Base path: /api/v1/admin/roles
| Method | Endpoint | Description |
|---|---|---|
GET |
/api/v1/admin/roles |
List Roles |
GET |
/api/v1/admin/roles/{roleId} |
Get Role |
List Roles
GET /api/v1/admin/roles
Requires Authentication - Scopes: admin:roles:read
Retrieve a paginated list of roles for the current tenant.
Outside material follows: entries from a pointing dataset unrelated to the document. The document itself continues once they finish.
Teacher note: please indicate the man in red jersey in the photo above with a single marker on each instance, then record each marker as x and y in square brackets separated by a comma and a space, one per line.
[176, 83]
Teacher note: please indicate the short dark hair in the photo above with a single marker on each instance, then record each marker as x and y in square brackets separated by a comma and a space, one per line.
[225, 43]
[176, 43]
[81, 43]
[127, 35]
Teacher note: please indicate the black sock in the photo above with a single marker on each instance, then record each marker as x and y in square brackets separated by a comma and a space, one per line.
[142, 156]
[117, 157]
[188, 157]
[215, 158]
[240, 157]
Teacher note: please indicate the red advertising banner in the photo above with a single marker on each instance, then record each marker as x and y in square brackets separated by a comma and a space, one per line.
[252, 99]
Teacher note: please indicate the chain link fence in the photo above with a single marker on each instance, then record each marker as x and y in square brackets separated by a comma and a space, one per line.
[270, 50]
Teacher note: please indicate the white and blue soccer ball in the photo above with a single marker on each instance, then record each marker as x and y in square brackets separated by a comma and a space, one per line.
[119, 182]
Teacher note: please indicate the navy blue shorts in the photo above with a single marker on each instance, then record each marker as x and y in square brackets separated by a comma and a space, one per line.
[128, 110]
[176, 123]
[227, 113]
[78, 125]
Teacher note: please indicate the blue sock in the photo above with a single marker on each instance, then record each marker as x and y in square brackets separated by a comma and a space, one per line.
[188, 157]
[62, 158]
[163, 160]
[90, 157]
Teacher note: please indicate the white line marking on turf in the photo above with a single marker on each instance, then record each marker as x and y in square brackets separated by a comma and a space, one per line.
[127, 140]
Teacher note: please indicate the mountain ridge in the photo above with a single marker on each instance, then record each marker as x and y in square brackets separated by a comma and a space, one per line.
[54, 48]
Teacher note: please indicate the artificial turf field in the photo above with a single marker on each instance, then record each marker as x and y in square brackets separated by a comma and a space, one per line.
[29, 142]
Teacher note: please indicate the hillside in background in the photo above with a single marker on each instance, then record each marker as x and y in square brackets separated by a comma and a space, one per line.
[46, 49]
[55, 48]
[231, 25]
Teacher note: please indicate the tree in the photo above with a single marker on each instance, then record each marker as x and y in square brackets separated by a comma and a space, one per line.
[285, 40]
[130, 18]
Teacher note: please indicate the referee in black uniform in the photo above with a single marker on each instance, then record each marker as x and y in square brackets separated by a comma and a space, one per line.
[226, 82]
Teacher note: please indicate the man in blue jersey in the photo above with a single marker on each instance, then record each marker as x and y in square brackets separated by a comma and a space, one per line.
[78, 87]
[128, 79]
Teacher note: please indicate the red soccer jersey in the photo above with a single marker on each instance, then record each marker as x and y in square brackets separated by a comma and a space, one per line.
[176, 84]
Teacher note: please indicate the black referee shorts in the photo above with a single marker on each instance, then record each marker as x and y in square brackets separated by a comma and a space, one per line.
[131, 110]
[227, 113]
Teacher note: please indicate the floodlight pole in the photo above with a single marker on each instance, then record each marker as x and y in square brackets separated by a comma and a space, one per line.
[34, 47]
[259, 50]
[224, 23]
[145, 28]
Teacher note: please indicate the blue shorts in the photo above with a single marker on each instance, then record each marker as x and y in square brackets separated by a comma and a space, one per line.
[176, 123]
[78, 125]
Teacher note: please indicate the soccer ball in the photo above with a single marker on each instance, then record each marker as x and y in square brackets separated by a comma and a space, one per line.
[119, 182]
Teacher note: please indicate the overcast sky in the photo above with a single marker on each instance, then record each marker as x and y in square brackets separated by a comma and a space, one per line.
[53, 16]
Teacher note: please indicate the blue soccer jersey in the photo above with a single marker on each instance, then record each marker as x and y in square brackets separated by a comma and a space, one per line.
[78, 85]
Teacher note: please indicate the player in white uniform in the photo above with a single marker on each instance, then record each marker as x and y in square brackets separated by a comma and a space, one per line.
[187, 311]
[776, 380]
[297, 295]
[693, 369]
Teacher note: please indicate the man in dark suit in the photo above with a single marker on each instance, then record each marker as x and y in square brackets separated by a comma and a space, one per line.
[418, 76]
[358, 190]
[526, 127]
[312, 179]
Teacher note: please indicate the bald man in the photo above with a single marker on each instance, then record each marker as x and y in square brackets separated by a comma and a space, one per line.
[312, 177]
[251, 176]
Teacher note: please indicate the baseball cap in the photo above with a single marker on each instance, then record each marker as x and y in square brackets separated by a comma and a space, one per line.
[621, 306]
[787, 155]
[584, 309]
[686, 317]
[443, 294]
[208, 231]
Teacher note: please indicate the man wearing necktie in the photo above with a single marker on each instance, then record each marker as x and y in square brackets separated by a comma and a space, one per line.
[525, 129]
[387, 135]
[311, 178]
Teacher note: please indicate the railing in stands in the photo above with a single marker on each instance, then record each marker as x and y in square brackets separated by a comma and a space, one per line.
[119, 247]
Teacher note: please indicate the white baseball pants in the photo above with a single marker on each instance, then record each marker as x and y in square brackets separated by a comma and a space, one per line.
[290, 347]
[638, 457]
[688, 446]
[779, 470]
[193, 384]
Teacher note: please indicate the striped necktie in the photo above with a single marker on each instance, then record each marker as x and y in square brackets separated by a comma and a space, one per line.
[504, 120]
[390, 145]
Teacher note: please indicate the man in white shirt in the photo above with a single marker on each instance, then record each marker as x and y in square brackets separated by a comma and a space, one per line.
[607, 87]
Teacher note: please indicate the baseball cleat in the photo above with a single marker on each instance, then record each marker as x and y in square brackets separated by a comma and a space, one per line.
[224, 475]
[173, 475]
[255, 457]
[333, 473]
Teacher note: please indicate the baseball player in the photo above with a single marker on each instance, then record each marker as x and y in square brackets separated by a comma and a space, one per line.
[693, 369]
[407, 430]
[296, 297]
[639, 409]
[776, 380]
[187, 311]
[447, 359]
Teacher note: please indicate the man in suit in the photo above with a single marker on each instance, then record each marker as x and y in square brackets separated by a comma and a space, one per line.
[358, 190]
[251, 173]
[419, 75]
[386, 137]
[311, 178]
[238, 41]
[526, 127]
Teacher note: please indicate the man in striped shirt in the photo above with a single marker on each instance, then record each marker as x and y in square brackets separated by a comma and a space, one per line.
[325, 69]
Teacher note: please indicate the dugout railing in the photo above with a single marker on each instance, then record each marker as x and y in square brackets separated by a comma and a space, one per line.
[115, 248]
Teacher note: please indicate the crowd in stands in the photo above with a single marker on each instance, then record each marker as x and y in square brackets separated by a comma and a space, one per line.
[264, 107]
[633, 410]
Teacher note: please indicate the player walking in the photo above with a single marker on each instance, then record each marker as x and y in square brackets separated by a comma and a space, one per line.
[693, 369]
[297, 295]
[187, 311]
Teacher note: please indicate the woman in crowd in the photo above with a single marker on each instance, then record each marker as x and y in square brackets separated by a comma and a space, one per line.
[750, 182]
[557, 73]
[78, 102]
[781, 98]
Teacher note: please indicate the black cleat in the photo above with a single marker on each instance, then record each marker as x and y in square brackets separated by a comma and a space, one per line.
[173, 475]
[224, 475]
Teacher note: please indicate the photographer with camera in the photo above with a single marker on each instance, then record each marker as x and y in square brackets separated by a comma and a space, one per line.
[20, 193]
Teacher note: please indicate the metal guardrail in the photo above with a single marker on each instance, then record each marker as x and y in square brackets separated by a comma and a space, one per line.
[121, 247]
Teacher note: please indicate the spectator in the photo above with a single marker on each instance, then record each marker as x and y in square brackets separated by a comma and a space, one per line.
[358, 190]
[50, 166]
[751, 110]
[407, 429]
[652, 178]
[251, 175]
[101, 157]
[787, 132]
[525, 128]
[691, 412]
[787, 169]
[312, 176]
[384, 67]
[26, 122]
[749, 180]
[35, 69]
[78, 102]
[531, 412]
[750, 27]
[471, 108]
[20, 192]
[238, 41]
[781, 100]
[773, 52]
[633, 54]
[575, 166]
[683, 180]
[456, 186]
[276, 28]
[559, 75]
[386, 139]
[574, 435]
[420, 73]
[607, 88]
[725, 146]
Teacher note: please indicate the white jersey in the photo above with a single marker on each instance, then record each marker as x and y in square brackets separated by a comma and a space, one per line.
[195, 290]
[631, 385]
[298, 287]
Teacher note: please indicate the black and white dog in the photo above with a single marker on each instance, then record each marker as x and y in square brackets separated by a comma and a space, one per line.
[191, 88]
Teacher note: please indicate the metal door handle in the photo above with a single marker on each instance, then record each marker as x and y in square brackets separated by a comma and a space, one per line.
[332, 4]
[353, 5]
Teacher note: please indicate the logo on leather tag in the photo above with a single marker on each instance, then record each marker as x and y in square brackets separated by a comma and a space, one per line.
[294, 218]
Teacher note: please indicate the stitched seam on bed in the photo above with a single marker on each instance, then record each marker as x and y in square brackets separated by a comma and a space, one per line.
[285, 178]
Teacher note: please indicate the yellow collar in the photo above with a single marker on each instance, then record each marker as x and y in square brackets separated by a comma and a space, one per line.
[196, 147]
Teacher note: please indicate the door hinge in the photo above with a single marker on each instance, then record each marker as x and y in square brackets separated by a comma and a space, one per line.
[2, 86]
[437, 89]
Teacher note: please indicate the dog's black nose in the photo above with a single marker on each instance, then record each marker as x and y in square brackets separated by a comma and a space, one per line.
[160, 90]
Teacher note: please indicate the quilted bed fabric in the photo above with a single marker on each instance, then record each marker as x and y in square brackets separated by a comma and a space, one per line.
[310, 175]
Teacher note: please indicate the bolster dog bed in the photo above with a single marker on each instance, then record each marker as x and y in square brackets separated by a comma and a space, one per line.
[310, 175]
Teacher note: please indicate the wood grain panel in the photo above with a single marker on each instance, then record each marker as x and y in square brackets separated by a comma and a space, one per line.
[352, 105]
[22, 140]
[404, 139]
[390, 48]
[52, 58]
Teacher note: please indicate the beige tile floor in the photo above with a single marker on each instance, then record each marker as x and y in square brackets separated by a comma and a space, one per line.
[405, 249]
Supports filtering by role type and searching by name or slug.
Query Parameters
| Parameter | Type | Required | Default | Description |
|---|---|---|---|---|
page |
integer |
No | 0 |
Page number (zero-based). |
size |
integer |
No | 20 |
Page size (max 100). |
type |
string |
No | - | Filter by role type: system, custom. |
search |
string |
No | - | Partial case-insensitive search on role name or slug. |
sortBy |
string |
No | hierarchyOrder |
Sort field: name, slug, hierarchyOrder, createdAt, updatedAt. |
sortDir |
string |
No | desc |
Sort direction: asc or desc. |
RolePageResponse
| Field | Type | Nullable | Description |
|---|---|---|---|
content |
RoleResponse[] |
No | Array of role objects. |
page |
integer |
No | Current page number. |
size |
integer |
No | Number of items in this page. |
totalElements |
long |
No | Total number of matching roles. |
{
"content": [
{
"id": "a1b2c3d4-e5f6-7890-abcd-ef1234567890",
"name": "Tenant Admin",
"slug": "tenant-admin",
"description": "Full access to tenant resources",
"type": "SYSTEM",
"hierarchyOrder": 100,
"scopes": ["admin:roles:read", "admin:users:read", "..."],
"mutable": false,
"createdAt": "2026-01-01T00:00:00Z",
"updatedAt": "2026-01-01T00:00:00Z"
}
],
"page": 0,
"size": 1,
"totalElements": 1
}
| Status | Description |
|---|---|
200 OK |
Roles retrieved successfully. |
401 Unauthorized |
Missing or invalid authentication. |
403 Forbidden |
Insufficient scope. |
Get Role
GET /api/v1/admin/roles/{roleId}
Requires Authentication - Scopes: admin:roles:read
Retrieve detailed information for a single role by its unique identifier.
Path Parameters
| Parameter | Type | Required | Description |
|---|---|---|---|
roleId |
string (UUID) |
Yes | Unique identifier of the role. |
RoleResponse
Returns the role metadata object.
| Status | Description |
|---|---|
200 OK |
Role details retrieved successfully. |
401 Unauthorized |
Missing or invalid authentication. |
403 Forbidden |
Insufficient scope. |
404 Not Found |
Role not found. |
Data Types
RoleResponse
| Field | Type | Nullable | Description |
|---|---|---|---|
id |
string (UUID) |
No | Unique identifier of the role. |
name |
string |
No | Human-readable role name. |
slug |
string |
No | URL-safe role identifier. |
description |
string |
Yes | Role description. |
type |
string |
No | Role type: SYSTEM or CUSTOM. |
hierarchyOrder |
integer |
No | Position in the role hierarchy (higher = more privileged). |
scopes |
string[] |
No | Permission scopes granted by this role. |
mutable |
boolean |
No | Whether the role can be modified or deleted. |
createdAt |
string (ISO 8601) |
No | Role creation timestamp. |
updatedAt |
string (ISO 8601) |
No | Role last update timestamp. |
Enumerations
RoleType
| Value | Description |
|---|---|
SYSTEM |
Pre-defined platform role. Cannot be modified or deleted. |
CUSTOM |
User-defined role for specific tenant needs. |
Role Hierarchy
Roles in Koldan are hierarchical. Users with higher-order roles can generally manage users with lower-order roles, depending on specific permission scopes. System roles are immutable and provided by the platform.
Permissions
Permissions are granted via scopes (e.g., speech:files:read). A role consolidates multiple scopes into a single assignable entity. To see a user's effective permissions, use the Roles and Permissions documentation.